Document Type

Article

Publication Date

Fall 2005

Abstract

This article provides resolutions to a number of conundrums that have vexed policy-makers and scholars for some decades. The most significant conclusion is that efficiency and fairness concerns do not conflict but rather mutually support each other in the goal of maximizing social welfare. This is contrary to the more widely-held view by both advocates of law and economic reasoning and those favoring deontological concerns that a trade-off between fairness and efficiency is inevitable. This article demonstrates how the coalescence of the two frameworks, the cultivation of fairness with law and economics' efficiency maximization, yields greater enhancements of social welfare than efficiency alone, by simultaneously satisfying the criteria of both. The analysis also points out that more than one state of the world likely exists that satisfies both sets of criteria and the selection is political, not determined by any objective criteria, but chosen by the subjective criteria of the decision-maker.

This article also discusses Kaplow and Shavell’s noted and contrary assertion that a rigourous demonstration (with mathematical formality) shows that fairness concerns should never enter as an independent factor when policy makers seek to maximize social welfare. I show, however, that Kaplow and Shavell's conclusion rests on a mathematical construction of fairness that essentially strips it of all social-welfare enhancing properties, which does not comport with usual notions and purposes of fairness. It is this faulty mathematical construction that leads them to the conclusions they reach.

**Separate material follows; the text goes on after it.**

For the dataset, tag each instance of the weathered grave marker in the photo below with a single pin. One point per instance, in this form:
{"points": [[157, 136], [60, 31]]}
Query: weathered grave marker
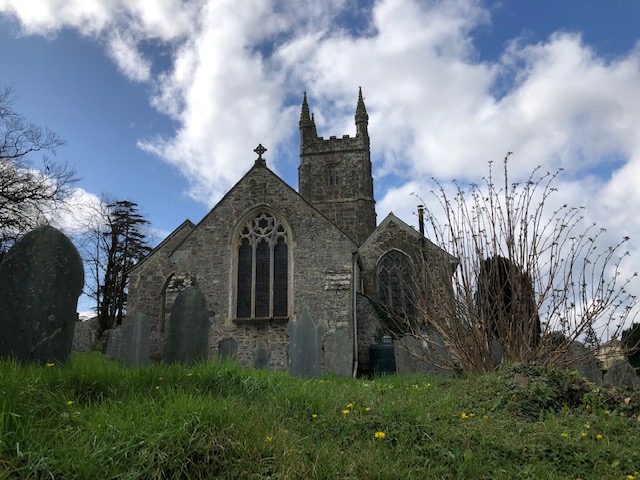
{"points": [[187, 337], [41, 278], [136, 333], [305, 351], [227, 348], [261, 356]]}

The indeterminacy inherent in the Pareto efficiency criteria leading to multiple efficient states not only characterizes efficiency analysis's limitations but also delineates the scope for deontological choices. This article shows that a decision regarding efficient states necessarily requires deontological decisions; deontological decisions do not substitute for efficiency but compliment it.

Finally, the concept of “parameters of fairness” is introduced as a means to circumscribe the maximum efficient states that are also maximum fairness states. Considering excessive corporate harm by way of example, a matter mainstream economic analysis has failed to resolve, I employ feminist legal theory as the deontological construct to yield a range of satisfactory efficient and fair resolutions. Though any deontological system would do, the conflation of feminist legal theory and law and economic analysis is particularly significant because, historically, supporters in each camp have been diametrically opposed to the tenets of the other.